Quero entrar num terreno bem irregular agora, o do nosso interior de mágoas, feridas profundas, marcado ultrajadamente pelas nossas expectativas, e por nossas relações com as pessoas que amamos. Cada decepção/frustração culmina numa sensação de impotência enorme, e em sentimentos de incompreensão e rejeição, que se transformam em ressentimento, desenvolvem-se em raiva e afronta, e terminam por conceber a culpa.

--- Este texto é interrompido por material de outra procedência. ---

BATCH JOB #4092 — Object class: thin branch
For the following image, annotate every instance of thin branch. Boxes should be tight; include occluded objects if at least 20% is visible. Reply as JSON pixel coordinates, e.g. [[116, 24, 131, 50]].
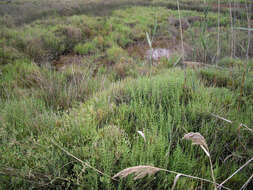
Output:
[[218, 157, 253, 188], [240, 174, 253, 190], [211, 113, 233, 124], [51, 140, 117, 181]]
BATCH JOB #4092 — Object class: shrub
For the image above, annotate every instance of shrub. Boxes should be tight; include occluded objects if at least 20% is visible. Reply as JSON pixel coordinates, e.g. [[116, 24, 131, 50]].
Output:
[[106, 45, 127, 63], [74, 41, 97, 55]]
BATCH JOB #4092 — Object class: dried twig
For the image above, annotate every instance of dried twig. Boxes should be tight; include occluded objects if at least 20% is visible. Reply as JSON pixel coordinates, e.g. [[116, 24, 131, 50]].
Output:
[[113, 165, 229, 189], [211, 113, 253, 133], [183, 132, 216, 190], [171, 174, 181, 190], [240, 174, 253, 190], [218, 158, 253, 188], [51, 141, 117, 181]]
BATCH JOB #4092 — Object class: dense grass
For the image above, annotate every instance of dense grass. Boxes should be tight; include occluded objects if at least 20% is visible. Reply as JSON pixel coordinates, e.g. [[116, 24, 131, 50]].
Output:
[[0, 0, 253, 189], [1, 69, 253, 189]]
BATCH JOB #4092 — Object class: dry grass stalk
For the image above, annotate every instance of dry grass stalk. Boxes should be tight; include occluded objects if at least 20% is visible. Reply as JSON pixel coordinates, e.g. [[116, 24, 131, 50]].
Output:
[[137, 131, 146, 142], [183, 132, 216, 190], [112, 166, 162, 180], [216, 0, 220, 65], [211, 113, 253, 133], [183, 132, 210, 157], [229, 1, 235, 58], [218, 158, 253, 188], [112, 165, 230, 190], [171, 174, 181, 190], [211, 113, 233, 124], [240, 174, 253, 190], [51, 140, 117, 181]]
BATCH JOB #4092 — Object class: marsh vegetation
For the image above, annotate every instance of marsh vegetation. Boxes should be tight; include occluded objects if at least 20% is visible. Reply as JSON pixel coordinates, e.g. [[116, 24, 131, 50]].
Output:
[[0, 0, 253, 190]]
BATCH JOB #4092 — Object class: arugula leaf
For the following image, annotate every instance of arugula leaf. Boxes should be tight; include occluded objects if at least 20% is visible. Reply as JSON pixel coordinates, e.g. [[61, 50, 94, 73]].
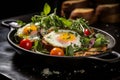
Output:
[[43, 3, 51, 15]]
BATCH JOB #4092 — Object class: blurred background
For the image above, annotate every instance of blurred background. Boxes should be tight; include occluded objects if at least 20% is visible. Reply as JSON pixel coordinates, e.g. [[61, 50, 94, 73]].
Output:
[[0, 0, 63, 19], [0, 0, 120, 24]]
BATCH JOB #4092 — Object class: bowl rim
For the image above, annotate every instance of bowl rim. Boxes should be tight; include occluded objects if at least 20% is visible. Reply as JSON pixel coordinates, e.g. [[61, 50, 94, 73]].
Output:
[[7, 27, 116, 58]]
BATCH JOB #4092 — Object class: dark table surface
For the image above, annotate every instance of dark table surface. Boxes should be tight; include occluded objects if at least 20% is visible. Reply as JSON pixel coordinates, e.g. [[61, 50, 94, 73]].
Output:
[[0, 14, 120, 80]]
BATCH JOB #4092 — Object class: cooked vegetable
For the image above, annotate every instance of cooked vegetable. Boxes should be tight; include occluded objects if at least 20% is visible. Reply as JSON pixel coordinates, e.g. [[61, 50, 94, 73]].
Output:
[[19, 39, 32, 50], [15, 3, 109, 56]]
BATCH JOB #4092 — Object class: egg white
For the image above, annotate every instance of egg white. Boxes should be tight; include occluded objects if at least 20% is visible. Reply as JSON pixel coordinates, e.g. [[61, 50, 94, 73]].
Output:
[[43, 30, 81, 48]]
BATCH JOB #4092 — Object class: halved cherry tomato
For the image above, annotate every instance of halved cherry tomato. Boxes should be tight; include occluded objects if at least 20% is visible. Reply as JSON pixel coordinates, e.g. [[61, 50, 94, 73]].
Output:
[[19, 39, 32, 50], [84, 29, 91, 36], [50, 48, 64, 56]]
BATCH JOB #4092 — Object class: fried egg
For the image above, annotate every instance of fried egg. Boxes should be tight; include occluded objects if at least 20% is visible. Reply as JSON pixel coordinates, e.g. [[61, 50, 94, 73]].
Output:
[[43, 30, 81, 48]]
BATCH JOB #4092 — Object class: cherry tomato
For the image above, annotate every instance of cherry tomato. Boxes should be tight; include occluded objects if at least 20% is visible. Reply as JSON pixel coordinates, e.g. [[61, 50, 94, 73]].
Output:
[[84, 29, 90, 36], [19, 39, 32, 50], [50, 48, 64, 56], [23, 24, 37, 35]]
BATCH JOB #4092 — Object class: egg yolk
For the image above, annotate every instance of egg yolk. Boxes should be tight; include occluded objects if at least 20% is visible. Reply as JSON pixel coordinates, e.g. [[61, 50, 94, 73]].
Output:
[[57, 32, 76, 44], [23, 24, 37, 35]]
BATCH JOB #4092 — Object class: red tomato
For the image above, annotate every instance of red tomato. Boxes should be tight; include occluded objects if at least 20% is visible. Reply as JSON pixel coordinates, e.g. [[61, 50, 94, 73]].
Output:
[[50, 48, 64, 56], [84, 29, 90, 36], [19, 39, 32, 50]]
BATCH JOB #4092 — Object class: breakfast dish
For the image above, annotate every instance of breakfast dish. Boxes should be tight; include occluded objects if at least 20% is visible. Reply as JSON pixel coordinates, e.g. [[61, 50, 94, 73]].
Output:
[[14, 3, 109, 56]]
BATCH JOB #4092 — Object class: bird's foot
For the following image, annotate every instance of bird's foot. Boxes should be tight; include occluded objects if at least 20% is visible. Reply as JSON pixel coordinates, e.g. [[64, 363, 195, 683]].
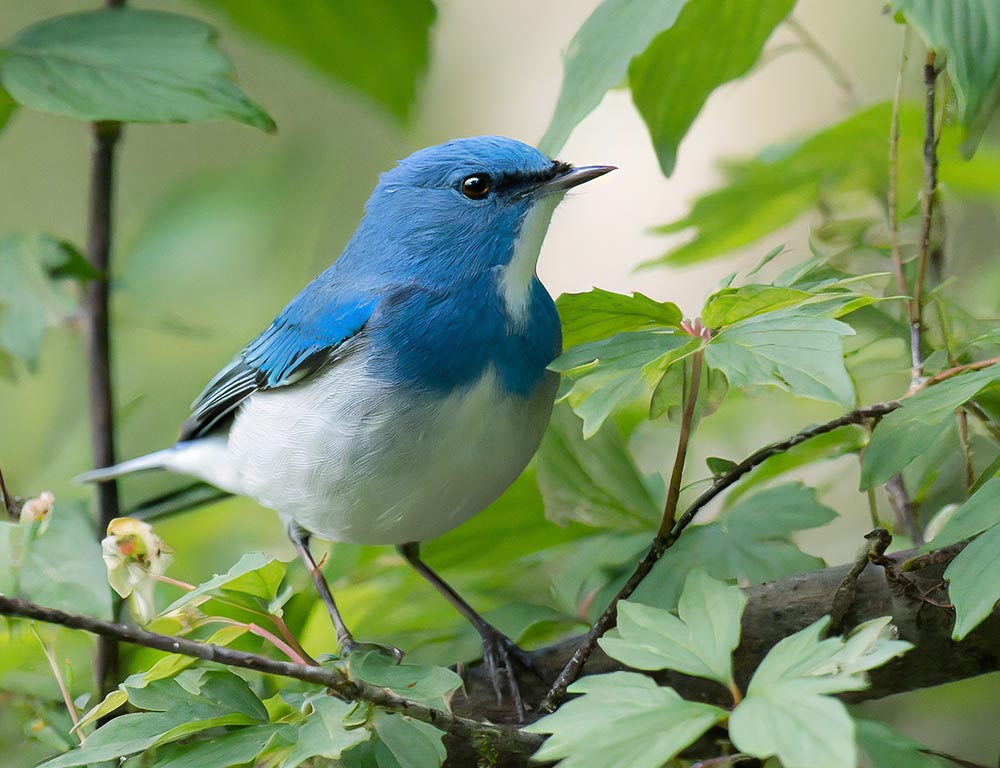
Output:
[[339, 637, 403, 664], [479, 626, 542, 721]]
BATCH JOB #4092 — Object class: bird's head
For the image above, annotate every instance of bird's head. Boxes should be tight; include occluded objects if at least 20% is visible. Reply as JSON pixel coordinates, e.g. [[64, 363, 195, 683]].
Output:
[[356, 136, 613, 290]]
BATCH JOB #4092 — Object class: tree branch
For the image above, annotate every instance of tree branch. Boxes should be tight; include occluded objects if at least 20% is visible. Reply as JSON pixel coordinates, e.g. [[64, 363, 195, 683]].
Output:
[[0, 595, 542, 759], [84, 0, 125, 696], [540, 401, 901, 712]]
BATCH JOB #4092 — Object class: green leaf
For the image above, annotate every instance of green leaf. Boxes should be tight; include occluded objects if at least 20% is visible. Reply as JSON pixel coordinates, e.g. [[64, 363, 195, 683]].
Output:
[[629, 0, 795, 176], [861, 366, 1000, 490], [0, 8, 274, 131], [160, 552, 285, 616], [147, 724, 294, 768], [890, 0, 1000, 157], [926, 477, 1000, 549], [556, 288, 681, 349], [854, 718, 951, 768], [649, 103, 908, 265], [701, 284, 812, 328], [191, 0, 435, 119], [0, 232, 86, 370], [550, 331, 702, 438], [347, 652, 462, 709], [538, 405, 662, 530], [40, 669, 268, 768], [705, 308, 854, 408], [374, 711, 447, 768], [281, 695, 370, 768], [0, 88, 17, 131], [944, 520, 1000, 640], [524, 672, 727, 768], [538, 0, 687, 157], [18, 502, 112, 620], [729, 616, 912, 768], [632, 483, 837, 609], [599, 568, 746, 687]]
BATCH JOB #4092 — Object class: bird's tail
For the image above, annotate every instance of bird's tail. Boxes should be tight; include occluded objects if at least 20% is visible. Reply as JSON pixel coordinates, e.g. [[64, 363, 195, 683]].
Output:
[[73, 448, 174, 483]]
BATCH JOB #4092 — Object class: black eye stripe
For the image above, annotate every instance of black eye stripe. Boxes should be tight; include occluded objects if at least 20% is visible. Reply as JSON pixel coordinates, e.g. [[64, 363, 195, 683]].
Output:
[[460, 173, 492, 200]]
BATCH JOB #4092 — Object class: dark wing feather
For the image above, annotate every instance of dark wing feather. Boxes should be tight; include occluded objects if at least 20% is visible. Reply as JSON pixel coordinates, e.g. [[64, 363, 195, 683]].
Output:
[[180, 290, 377, 441]]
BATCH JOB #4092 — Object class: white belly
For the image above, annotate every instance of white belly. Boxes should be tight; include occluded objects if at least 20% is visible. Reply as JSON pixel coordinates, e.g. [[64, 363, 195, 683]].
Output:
[[171, 355, 558, 544]]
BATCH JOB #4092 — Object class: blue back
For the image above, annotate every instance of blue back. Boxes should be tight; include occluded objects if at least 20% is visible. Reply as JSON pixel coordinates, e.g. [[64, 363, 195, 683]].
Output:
[[181, 136, 566, 440]]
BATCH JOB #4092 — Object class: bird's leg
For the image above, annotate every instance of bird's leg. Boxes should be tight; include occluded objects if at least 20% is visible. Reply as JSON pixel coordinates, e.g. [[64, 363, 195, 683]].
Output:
[[396, 542, 540, 720], [288, 526, 403, 664]]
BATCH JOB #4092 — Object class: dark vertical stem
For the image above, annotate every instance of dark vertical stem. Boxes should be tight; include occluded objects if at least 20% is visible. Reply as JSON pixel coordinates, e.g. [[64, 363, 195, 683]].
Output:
[[84, 114, 121, 696], [910, 51, 938, 388]]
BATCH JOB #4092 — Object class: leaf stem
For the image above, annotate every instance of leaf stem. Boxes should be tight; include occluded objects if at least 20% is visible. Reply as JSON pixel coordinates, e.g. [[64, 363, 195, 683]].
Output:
[[656, 349, 705, 539], [0, 595, 542, 756], [910, 50, 938, 390], [31, 623, 87, 746], [886, 26, 913, 300]]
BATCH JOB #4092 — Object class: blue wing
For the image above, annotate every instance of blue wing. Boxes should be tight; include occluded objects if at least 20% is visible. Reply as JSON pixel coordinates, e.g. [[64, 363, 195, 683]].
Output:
[[180, 288, 377, 441]]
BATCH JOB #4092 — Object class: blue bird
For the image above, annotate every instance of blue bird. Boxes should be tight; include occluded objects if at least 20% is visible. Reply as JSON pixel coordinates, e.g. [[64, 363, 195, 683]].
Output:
[[82, 136, 613, 712]]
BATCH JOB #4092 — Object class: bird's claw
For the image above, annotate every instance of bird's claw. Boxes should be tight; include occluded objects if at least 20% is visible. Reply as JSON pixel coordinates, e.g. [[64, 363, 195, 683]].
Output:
[[480, 627, 542, 721], [339, 637, 404, 664]]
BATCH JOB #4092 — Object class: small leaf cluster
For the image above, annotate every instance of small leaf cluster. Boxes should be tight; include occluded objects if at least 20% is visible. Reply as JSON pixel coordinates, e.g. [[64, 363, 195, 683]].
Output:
[[526, 569, 911, 768]]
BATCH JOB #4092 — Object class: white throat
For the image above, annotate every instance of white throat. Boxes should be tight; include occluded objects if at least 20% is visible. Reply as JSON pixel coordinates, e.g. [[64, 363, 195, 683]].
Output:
[[500, 192, 565, 326]]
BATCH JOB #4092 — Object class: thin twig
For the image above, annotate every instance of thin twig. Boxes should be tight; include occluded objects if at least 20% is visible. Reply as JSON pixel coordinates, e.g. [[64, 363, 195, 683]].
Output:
[[910, 50, 937, 389], [31, 625, 87, 746], [0, 595, 542, 754], [885, 474, 924, 547], [829, 528, 892, 635], [955, 409, 976, 491], [539, 402, 901, 712], [785, 16, 861, 104], [886, 26, 913, 300], [85, 117, 121, 696], [656, 349, 705, 538], [0, 470, 21, 518]]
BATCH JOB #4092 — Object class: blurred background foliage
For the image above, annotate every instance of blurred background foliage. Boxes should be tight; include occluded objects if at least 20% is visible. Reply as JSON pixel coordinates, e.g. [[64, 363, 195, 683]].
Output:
[[0, 0, 1000, 766]]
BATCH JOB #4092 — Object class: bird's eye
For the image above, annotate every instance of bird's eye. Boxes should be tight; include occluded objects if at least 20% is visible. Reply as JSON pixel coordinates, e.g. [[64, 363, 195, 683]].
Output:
[[461, 173, 490, 200]]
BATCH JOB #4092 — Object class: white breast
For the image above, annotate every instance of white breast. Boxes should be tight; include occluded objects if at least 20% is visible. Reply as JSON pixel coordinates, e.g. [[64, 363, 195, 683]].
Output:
[[174, 355, 557, 544]]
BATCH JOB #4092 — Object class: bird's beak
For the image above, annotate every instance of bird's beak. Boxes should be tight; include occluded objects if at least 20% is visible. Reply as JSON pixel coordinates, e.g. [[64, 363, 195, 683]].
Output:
[[538, 165, 618, 195]]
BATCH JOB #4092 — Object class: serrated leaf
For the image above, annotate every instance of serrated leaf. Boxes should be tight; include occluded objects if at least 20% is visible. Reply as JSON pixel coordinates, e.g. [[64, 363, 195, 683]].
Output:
[[628, 0, 795, 176], [19, 502, 112, 620], [632, 483, 837, 609], [925, 477, 1000, 549], [890, 0, 1000, 157], [0, 232, 90, 370], [854, 718, 951, 768], [705, 308, 854, 407], [347, 652, 462, 708], [701, 284, 812, 328], [944, 524, 1000, 640], [0, 88, 17, 131], [281, 696, 370, 768], [549, 331, 702, 438], [599, 568, 746, 687], [147, 724, 294, 768], [43, 670, 268, 768], [556, 288, 681, 349], [191, 0, 435, 119], [729, 694, 857, 768], [729, 616, 912, 768], [374, 711, 447, 768], [538, 0, 686, 157], [160, 552, 285, 616], [0, 8, 274, 131], [524, 672, 727, 768], [537, 405, 661, 530], [861, 366, 1000, 490]]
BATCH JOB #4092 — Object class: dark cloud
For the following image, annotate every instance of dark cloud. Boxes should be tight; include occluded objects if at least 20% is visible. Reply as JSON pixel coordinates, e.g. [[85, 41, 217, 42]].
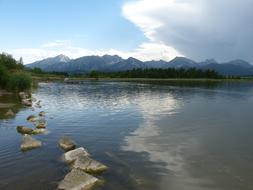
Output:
[[123, 0, 253, 62]]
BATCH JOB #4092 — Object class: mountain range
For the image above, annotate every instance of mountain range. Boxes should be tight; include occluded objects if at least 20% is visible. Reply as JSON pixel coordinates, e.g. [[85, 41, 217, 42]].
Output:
[[26, 55, 253, 76]]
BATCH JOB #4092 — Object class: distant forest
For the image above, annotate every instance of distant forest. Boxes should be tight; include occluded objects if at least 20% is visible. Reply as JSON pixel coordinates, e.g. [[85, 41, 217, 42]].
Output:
[[0, 53, 32, 91], [88, 68, 224, 79]]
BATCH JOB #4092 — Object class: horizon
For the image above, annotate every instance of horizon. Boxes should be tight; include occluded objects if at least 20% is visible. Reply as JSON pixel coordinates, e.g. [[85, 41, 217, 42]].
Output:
[[24, 54, 252, 65], [0, 0, 253, 64]]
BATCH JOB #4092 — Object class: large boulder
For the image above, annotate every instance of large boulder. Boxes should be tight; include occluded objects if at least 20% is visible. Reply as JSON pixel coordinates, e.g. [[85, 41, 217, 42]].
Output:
[[21, 99, 33, 107], [32, 128, 46, 135], [18, 92, 30, 99], [63, 147, 89, 163], [59, 137, 76, 151], [17, 126, 33, 135], [39, 111, 46, 117], [73, 155, 108, 173], [20, 135, 42, 151], [58, 169, 99, 190], [35, 120, 47, 129], [35, 100, 41, 108], [26, 115, 37, 122], [5, 109, 15, 117]]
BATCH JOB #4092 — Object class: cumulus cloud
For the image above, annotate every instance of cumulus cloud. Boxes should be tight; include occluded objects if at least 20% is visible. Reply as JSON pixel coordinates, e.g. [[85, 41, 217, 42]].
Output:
[[123, 0, 253, 61], [7, 40, 180, 64]]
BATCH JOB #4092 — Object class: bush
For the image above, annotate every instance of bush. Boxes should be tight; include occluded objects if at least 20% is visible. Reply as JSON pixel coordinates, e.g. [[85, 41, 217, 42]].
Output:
[[7, 73, 32, 91], [0, 53, 24, 70], [0, 64, 8, 88]]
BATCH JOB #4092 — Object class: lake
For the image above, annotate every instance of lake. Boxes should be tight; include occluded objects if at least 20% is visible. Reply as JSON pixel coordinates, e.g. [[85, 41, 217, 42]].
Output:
[[0, 81, 253, 190]]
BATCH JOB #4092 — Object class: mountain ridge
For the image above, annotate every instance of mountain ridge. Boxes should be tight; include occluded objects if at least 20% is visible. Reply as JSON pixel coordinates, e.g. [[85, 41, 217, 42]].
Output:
[[26, 54, 253, 76]]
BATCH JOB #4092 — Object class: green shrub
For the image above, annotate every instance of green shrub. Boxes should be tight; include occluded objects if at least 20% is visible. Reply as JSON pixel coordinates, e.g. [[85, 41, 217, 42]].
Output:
[[0, 64, 9, 88], [7, 73, 32, 91]]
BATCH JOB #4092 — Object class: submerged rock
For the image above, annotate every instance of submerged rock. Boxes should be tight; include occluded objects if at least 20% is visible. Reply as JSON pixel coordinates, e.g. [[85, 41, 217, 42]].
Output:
[[18, 92, 30, 99], [35, 100, 41, 108], [5, 109, 15, 117], [63, 147, 89, 163], [21, 99, 33, 107], [35, 122, 46, 129], [31, 97, 37, 102], [73, 155, 108, 173], [32, 129, 46, 135], [17, 126, 33, 135], [26, 115, 37, 122], [58, 169, 99, 190], [59, 137, 76, 151], [39, 111, 46, 117], [20, 135, 42, 151]]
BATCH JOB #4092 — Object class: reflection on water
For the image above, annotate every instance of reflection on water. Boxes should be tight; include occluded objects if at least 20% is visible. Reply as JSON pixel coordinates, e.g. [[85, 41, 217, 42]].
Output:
[[0, 82, 253, 190]]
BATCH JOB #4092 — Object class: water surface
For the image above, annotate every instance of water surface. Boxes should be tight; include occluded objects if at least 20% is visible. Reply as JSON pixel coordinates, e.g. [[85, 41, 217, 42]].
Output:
[[0, 82, 253, 190]]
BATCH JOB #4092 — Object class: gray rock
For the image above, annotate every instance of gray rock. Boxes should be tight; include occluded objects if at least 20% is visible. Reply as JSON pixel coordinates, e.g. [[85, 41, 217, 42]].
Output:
[[21, 99, 33, 107], [73, 155, 108, 173], [58, 169, 99, 190], [26, 115, 37, 122], [5, 109, 15, 117], [35, 100, 41, 108], [32, 129, 46, 135], [35, 122, 46, 129], [17, 126, 33, 135], [18, 92, 29, 99], [20, 135, 42, 151], [39, 111, 46, 117], [31, 97, 37, 102], [59, 137, 76, 151], [63, 147, 89, 163]]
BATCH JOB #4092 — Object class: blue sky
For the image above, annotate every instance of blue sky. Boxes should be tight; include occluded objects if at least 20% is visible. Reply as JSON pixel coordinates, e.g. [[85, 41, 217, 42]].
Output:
[[0, 0, 253, 63], [0, 0, 145, 50]]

“Cada vez que alguém fere a outra pessoa o faz a partir de sua própria ferida. Quanto mais profunda, mais danosa”.
Miguel Ángel Núñez

O perdão é o caminho para a cura! Simples e direta é a recomendação para o tratamento das feridas abertas na alma. Engana-se quem pensa que alma não adoece. Nossas emoções são os veículos mais velozes na condução de veneno ou remédio para a alma. O problema é que o ego atrapalha o processo, pois está posicionado no centro da nossa vontade. Então é tarefa nossa destroná-lo para que seja possível rever a luz de uma nova perspectiva pra nós, em outras palavras, para que sejamos libertos de toda a atmosfera de sofrimento, da dor que nos causamos e permitimos que nos causassem. Parece claro? Pra mim, nesse momento, está bem elucidado!

fraseado

Sei que não é fácil, e sei, inclusive, que travar uma batalha consigo mesmo talvez seja a pior das guerras que tenhamos que travar na vida, e que preferimos encontrar sempre no outro toda a culpabilidade para nossas mazelas. Mas sinto ter quer afirmar que não há outro caminho para a liberdade! E como sinto!